Question: 7) \( x + \frac{2y}{3} = \frac{34}{3} \) \( x - \frac{3y}{5} = \frac{-13}{5} \)

7. \( x + \frac{2y}{3} = \frac{34}{3} \)

\( x - \frac{3y}{5} = \frac{-13}{5} \)

Solution

To solve the system of equations, we first rewrite the equations without fractions.
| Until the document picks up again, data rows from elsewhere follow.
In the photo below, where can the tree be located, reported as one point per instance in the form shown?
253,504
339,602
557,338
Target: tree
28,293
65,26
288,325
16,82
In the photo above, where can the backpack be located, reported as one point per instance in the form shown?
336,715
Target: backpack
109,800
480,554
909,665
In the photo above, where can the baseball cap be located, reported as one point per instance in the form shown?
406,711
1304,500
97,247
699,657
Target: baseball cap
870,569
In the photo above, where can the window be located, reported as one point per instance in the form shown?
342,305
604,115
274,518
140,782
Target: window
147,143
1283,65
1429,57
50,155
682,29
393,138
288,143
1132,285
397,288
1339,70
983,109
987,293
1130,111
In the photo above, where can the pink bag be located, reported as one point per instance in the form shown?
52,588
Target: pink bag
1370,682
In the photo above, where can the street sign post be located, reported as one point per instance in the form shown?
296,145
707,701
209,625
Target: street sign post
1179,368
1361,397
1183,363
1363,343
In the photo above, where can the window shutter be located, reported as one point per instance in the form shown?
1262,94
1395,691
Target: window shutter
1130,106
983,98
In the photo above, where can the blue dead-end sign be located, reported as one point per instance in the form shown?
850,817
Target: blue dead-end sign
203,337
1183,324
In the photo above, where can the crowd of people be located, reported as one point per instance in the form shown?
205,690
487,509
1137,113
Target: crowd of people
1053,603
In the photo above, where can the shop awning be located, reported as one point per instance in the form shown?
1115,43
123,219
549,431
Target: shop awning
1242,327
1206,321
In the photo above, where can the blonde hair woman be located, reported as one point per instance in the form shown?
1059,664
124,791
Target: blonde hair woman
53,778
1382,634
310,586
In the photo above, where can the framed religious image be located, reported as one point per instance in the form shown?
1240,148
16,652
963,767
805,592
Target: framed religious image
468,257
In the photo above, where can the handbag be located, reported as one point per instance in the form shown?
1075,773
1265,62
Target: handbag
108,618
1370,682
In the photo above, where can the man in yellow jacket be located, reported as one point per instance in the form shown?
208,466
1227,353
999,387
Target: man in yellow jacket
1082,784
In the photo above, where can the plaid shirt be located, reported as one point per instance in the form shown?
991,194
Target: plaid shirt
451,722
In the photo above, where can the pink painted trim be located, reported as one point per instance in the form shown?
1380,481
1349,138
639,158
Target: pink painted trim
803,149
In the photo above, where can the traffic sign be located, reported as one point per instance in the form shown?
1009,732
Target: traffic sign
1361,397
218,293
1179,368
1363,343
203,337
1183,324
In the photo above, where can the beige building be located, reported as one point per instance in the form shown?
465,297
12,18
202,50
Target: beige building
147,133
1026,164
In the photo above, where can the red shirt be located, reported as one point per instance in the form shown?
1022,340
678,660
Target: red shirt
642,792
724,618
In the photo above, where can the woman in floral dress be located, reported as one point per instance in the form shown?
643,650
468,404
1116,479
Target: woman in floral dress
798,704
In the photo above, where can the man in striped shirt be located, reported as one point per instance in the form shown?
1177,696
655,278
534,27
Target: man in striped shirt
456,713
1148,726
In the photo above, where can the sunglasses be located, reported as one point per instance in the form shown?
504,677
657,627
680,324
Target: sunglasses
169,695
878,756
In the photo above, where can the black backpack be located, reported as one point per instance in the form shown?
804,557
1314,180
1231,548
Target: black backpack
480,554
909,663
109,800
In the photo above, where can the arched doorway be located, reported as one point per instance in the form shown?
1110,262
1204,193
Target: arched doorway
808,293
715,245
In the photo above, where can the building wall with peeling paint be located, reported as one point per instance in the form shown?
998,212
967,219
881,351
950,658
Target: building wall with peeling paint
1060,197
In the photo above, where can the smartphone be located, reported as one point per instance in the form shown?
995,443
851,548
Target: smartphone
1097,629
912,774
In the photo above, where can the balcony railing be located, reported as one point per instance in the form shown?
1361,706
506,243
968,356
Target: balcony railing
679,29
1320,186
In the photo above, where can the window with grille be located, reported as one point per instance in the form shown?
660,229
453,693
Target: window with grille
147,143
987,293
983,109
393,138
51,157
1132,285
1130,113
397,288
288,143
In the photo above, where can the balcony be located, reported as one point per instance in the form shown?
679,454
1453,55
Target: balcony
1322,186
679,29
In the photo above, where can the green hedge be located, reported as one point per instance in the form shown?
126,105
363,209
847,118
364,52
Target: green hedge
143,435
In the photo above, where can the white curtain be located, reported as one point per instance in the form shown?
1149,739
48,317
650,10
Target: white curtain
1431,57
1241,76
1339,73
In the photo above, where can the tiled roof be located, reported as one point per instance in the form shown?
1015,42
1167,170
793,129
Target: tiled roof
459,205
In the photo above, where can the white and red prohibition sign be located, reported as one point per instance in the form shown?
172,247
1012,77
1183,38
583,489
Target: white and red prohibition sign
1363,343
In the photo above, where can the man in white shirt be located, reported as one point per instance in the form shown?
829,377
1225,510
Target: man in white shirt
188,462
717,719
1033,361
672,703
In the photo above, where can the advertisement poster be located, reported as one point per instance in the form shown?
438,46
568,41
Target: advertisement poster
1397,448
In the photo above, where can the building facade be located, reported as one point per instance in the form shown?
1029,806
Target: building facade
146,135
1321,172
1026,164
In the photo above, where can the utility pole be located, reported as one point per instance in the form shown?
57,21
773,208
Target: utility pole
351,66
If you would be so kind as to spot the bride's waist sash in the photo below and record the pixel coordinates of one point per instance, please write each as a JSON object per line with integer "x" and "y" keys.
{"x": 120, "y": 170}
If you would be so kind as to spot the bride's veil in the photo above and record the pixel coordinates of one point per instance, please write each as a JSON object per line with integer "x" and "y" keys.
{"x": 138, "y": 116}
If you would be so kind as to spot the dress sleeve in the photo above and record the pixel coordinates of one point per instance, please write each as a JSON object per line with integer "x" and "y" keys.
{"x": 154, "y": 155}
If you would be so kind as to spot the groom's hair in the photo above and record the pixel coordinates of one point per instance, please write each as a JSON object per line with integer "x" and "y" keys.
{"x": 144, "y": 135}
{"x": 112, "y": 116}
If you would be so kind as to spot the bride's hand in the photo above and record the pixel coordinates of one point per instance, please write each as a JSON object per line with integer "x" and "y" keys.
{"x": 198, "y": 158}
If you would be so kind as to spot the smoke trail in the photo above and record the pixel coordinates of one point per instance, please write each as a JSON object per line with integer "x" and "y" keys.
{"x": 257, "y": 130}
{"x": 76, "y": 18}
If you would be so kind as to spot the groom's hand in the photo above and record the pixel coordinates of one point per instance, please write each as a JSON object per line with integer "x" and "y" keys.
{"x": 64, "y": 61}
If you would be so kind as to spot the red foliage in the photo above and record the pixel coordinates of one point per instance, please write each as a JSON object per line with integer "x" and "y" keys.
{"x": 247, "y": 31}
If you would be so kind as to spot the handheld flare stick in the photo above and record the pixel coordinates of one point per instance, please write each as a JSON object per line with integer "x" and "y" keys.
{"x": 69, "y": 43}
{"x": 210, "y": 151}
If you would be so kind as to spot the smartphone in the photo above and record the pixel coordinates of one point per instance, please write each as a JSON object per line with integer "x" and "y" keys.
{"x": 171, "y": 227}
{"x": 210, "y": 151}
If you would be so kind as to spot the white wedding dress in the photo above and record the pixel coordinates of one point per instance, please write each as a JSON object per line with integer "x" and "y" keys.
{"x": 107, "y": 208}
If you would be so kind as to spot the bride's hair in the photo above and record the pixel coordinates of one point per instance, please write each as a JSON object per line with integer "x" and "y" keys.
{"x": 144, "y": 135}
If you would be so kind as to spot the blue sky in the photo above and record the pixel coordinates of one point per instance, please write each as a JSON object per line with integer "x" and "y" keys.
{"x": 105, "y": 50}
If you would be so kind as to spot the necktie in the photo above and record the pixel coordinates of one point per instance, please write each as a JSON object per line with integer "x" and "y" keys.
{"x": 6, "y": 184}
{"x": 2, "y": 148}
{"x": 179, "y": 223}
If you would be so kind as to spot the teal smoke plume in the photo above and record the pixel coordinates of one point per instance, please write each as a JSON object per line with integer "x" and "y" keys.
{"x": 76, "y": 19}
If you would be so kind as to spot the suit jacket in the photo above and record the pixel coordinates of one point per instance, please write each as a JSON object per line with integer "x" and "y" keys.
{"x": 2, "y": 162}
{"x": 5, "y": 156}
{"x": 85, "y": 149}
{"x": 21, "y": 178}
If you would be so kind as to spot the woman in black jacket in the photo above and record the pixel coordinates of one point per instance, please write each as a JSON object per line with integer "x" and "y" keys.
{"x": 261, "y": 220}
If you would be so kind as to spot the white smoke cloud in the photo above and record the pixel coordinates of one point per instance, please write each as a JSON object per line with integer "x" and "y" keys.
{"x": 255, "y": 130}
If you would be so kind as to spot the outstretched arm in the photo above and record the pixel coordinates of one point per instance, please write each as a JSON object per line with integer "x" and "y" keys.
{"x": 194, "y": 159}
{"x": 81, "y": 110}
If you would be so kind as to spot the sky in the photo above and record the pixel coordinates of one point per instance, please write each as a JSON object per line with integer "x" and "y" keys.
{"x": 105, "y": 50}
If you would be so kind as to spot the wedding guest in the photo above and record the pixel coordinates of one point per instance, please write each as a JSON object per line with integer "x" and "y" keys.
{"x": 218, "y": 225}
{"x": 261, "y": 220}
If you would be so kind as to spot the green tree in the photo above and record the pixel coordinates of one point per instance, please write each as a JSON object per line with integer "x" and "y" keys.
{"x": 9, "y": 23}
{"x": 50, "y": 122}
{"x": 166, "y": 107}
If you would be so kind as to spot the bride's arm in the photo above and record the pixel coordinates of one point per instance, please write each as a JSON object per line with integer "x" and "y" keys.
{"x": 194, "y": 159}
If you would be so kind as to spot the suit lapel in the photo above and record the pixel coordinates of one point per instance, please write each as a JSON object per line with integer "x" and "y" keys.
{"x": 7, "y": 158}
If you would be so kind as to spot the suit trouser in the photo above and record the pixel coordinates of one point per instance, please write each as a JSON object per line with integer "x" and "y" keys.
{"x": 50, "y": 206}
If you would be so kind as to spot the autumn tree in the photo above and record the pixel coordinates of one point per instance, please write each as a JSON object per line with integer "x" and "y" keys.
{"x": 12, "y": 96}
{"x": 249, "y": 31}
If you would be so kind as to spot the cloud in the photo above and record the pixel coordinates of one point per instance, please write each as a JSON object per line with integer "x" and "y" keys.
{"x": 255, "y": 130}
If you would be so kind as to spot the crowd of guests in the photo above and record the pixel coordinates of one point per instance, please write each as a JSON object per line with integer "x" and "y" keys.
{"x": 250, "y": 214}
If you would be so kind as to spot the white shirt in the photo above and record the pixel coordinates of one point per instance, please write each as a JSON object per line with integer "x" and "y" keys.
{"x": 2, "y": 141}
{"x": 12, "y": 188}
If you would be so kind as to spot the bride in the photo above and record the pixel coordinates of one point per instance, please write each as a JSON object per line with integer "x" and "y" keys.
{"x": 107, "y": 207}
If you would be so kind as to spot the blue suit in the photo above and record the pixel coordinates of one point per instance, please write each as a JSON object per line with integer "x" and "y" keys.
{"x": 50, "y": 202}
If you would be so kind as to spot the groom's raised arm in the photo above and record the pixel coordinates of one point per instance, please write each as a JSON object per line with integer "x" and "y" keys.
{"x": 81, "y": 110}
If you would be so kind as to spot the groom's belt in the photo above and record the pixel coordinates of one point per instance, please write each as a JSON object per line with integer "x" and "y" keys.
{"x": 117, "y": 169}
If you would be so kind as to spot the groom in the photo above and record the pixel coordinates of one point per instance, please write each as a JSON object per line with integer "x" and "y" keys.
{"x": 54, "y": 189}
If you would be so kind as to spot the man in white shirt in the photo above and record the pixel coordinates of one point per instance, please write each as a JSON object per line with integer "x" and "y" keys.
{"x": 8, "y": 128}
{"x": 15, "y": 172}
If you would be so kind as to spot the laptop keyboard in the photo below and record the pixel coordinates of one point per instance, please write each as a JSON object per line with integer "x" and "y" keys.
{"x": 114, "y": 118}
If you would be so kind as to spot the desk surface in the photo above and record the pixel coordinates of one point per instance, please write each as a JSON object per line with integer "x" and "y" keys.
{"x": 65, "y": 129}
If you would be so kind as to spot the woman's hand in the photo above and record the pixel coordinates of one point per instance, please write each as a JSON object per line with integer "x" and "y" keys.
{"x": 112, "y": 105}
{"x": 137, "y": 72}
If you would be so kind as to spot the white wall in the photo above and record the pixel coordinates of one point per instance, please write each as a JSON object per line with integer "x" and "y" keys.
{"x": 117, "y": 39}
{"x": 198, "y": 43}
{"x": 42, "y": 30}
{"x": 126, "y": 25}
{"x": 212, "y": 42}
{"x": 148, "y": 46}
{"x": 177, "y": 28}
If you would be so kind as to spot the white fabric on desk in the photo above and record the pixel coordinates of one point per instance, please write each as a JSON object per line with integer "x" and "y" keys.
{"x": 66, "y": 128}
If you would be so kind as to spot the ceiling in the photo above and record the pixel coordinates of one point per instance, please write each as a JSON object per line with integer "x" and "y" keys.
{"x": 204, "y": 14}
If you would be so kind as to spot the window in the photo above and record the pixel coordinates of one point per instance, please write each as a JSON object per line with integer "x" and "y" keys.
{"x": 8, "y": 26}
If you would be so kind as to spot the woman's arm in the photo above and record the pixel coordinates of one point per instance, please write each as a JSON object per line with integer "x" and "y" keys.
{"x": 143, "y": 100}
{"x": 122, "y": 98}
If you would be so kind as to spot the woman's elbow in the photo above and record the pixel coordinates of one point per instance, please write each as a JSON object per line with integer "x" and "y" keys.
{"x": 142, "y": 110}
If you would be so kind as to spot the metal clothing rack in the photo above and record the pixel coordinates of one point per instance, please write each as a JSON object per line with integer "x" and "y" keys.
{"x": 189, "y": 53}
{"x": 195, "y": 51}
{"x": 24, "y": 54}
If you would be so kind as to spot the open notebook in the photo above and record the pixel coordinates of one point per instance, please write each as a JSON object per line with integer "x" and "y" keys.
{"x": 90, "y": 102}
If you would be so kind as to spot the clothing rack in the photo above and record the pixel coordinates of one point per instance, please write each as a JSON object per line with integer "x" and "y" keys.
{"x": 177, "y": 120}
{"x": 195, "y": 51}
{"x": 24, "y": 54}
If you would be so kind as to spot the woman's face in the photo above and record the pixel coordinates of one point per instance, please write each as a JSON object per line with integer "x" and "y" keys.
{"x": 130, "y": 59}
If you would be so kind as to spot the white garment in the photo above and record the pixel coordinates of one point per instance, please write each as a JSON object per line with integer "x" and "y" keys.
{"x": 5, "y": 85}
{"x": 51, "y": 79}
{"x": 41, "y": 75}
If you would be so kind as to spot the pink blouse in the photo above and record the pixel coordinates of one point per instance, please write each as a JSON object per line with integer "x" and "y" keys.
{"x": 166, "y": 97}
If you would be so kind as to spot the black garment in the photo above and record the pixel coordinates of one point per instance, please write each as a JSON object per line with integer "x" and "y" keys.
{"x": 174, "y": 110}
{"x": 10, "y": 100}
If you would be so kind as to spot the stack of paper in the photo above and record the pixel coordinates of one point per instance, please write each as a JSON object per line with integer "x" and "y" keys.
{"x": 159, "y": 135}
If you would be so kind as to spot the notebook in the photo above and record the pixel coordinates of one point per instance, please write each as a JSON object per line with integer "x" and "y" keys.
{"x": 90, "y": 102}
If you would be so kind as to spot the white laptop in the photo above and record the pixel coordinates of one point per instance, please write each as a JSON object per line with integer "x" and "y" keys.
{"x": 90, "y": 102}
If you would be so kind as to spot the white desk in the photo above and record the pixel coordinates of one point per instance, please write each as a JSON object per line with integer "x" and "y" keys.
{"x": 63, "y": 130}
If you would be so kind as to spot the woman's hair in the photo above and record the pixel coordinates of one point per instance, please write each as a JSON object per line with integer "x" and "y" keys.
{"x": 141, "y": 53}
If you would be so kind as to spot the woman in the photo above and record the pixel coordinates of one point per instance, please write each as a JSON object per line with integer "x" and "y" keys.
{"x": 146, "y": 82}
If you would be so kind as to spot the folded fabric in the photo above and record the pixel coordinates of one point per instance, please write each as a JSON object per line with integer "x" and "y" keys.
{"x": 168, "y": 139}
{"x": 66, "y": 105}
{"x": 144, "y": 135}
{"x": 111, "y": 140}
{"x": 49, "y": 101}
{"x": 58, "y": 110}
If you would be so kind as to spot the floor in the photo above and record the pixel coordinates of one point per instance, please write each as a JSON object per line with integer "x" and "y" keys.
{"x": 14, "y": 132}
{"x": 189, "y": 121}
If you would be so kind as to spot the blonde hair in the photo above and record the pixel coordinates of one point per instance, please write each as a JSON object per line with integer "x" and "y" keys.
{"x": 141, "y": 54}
The original system is: \[ \begin{cases} x + \frac{2y}{3} = \frac{34}{3} & \\ x - \frac{3y}{5} = \frac{-13}{5} & \end{cases} \] Step 1: Eliminate the fractions in the first equation. Multiply every term by 3: \[ 3x + 2y = 34 \] Step 2: Eliminate the fractions in the second equation. Multiply every term by 5: \[ 5x - 3y = -13 \] Now we have a new system of equations: \[ \begin{cases} 3x + 2y = 34 & \\ 5x - 3y = -13 & \end{cases} \] Step 3: Solve for one variable. Let’s solve for \(x\) using the first equation. From the first equation: \[ 3x + 2y = 34 \] Solve for \(x\): \[ 3x = 34 - 2y \] \[ x = \frac{34 - 2y}{3} \] Step 4: Substitute \(x\) in the second equation. Substitute \(x = \frac{34 - 2y}{3}\) into the second equation: \[ 5\left(\frac{34 - 2y}{3}\right) - 3y = -13 \] Clear the fraction by multiplying every term by 3: \[ 5(34 - 2y) - 9y = -39 \] Distribute 5: \[ 170 - 10y - 9y = -39 \] Combine like terms: \[ 170 - 19y = -39 \] Step 5: Solve for \(y\). Subtract 170 from both sides: \[ -19y = -39 - 170 \] \[ -19y = -209 \] Divide both sides by -19: \[ y = \frac{-209}{-19} \] \[ y = 11 \] Step 6: Solve for \(x\) using the value of \(y\). Substitute \(y = 11\) back into \(x = \frac{34 - 2y}{3}\): \[ x = \frac{34 - 2(11)}{3} \] \[ x = \frac{34 - 22}{3} \] \[ x = \frac{12}{3} \] \[ x = 4 \] The solution to the system of equations is \(x = 4\) and \(y = 11\).